Each organisation needs to consider and understand where it sits within the aid delivery supply chain and report accordingly. Basically an organisation should report on activities for which they either receive payments or make payments for or are directly involved in in some other way. This means that if an organisation has an HQ which makes payment to a country office then both the HQ and country office should report separately to IATI
As its name suggests IATI is about Aid Transparency. However, it is not just about publishing data for ODA activities. Information can be published about any activity which falls under any of the aid categories as defined at http://iatistandard.org/codelists/flow_type/ .
Consideration should also be given to which specific aid activities are reported on. Ideally IATI would want details of all of an organisation’s aid activities to be published and not just those that have funding which comes with a contractual requirement to publish.

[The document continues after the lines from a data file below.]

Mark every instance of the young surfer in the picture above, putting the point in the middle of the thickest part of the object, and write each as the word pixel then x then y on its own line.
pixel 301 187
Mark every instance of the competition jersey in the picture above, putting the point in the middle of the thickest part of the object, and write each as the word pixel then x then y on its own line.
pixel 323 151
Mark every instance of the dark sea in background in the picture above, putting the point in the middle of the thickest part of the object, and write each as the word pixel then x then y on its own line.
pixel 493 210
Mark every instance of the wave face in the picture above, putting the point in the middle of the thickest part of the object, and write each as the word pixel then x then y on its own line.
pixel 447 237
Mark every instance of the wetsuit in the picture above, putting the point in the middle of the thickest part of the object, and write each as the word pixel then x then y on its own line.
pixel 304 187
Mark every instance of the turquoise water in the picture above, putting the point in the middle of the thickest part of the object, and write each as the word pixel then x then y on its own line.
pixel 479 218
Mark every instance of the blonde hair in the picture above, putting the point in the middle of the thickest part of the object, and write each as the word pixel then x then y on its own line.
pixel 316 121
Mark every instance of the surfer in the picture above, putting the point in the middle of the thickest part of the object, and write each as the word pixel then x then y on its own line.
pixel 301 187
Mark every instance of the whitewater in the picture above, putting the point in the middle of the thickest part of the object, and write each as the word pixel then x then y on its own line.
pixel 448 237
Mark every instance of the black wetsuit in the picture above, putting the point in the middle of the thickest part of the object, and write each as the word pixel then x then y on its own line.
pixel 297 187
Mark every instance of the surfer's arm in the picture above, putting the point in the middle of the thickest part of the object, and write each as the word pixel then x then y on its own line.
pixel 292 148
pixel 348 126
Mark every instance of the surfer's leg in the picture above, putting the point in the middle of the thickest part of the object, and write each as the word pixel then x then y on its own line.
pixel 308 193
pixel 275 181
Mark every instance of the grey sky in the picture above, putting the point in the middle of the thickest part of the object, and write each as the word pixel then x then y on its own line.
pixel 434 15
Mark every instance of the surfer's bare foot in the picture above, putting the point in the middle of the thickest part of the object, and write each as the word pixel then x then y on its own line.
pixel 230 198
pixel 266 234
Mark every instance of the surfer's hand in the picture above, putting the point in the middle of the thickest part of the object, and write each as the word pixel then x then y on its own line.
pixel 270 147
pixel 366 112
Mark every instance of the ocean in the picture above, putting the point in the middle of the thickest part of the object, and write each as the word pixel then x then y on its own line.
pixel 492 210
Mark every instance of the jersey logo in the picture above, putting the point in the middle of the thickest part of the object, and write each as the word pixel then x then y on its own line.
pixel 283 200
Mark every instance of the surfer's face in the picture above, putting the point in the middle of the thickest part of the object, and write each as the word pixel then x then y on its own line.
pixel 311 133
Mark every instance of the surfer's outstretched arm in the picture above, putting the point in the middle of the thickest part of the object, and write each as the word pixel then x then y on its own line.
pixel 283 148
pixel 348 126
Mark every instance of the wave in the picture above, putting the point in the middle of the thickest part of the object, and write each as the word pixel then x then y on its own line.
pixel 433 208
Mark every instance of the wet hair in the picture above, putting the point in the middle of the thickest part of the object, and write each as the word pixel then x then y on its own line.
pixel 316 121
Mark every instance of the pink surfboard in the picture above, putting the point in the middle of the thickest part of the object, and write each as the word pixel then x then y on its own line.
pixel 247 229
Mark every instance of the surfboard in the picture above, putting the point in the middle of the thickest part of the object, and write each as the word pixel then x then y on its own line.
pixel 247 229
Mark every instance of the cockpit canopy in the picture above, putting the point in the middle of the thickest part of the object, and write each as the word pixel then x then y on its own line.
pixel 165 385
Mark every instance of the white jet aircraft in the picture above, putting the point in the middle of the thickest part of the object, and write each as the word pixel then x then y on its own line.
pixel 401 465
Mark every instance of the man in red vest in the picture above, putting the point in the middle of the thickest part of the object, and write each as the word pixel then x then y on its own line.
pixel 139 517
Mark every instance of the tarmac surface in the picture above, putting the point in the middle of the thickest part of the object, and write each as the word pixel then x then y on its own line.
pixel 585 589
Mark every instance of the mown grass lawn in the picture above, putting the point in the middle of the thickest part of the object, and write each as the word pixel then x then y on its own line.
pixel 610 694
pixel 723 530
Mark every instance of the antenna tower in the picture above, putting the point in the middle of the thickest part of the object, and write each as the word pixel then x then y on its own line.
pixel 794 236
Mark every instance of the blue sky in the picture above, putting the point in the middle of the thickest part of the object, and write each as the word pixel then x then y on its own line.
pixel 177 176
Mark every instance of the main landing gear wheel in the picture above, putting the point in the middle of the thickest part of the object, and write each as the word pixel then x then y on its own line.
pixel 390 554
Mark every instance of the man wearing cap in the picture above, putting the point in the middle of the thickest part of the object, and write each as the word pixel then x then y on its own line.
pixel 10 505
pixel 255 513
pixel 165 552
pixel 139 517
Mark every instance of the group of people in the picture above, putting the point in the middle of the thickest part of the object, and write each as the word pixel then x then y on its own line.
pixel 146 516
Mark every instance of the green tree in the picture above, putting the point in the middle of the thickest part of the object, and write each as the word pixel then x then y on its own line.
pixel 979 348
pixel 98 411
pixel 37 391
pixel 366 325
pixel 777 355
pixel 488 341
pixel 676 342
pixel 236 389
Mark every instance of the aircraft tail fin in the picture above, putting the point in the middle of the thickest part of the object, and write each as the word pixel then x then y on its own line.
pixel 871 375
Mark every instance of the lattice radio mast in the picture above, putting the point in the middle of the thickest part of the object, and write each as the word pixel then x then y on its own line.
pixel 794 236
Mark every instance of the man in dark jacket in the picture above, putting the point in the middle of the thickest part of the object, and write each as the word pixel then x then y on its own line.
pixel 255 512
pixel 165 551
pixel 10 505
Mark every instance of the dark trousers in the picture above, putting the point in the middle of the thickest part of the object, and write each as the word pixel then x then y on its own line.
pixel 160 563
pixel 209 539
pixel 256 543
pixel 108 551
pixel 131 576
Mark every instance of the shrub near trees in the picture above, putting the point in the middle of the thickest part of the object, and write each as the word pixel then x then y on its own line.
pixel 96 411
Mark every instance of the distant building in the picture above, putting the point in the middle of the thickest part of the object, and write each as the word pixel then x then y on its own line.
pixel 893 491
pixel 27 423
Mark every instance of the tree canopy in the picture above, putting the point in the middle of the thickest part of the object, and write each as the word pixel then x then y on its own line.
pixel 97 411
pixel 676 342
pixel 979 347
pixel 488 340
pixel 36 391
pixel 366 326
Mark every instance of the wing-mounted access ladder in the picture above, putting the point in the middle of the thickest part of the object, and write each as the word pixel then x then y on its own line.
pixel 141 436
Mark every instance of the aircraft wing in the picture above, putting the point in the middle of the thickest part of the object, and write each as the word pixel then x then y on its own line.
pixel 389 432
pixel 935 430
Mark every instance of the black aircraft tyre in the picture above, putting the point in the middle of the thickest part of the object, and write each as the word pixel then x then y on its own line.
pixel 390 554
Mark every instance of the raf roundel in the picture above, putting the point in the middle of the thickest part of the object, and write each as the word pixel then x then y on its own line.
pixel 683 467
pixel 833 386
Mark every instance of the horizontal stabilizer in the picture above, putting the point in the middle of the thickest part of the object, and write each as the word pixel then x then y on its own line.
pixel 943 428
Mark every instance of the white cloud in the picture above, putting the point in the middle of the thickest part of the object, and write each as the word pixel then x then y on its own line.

When you publish your information you do not give your information to IATI to look after. You will instead create an account on the IATI Registry that will hold (along with other information) the URL of where your IATI files are located. IATI therefore asks its publishers to host the datafiles that contain their IATI information on their own web servers. This is because data that is located within a publisher’s own web space has greater integrity due to it being located at source. Therefore you will probably need to work with your IT or web team in order to identify a location where your IATI information can be hosted. If you have decided to create an IATI specific web page it is a good idea to include links to your published IATI files?
The success of IATI is dependent on intermediaries making information accessible for different stakeholders by taking the information published for the IATI information providers and using it to produce databases, tools, applications, and analysis for newspaper articles or radio programmes, etc. It is envisaged that these intermediaries would range from partner country governments, CSOs in the north and south, community groups, parliamentarians, journalists, individuals, researchers.
To enable this ecosystem of different ways of accessing information, intermediaries must be given legal permission to use it. This can be done on a case-by-case basis, where each time someone wants to use the information they must ask for a license from the copyright owner, or a license can be issued up front that states the terms for using the information. For practical reasons, as well as to encourage the use of the information, it has been agreed that IATI will seek to proactively license the information. In addition, in the case of IATI, where information is provided by multiple sources it is particularly important that the licenses used are compatible with each other.
In parallel with the IATI process, there is a movement towards open government and open data movements within international organisations. There are strong links between the goals of these initiatives and IATI, and the principles of open data (as defined by the open knowledge definition) are a key element for all of them. For data and databases, to be “open” means that users have the ability to:
- combine (mash up) datasets from different providers;
- add additional data and select which data records to include or exclude in derived works;
- change the organisation of the data (its schema) and change the database to a different format;
- copy and distribute the information.
The TAG Secretariat, in collaboration with a small group chaired by the World Bank and including an open data/intellectual property lawyer, produced a set of recommendations for licensing. The Open Aid Information Licensing Standard, agreed in February 2011 at a meeting of signatories and the IATI Steering Committee, is that information published through the IATI standard should be licensed under an open license. It is a set of principles that must be adhered to, rather than a prescriptive set of terms and conditions.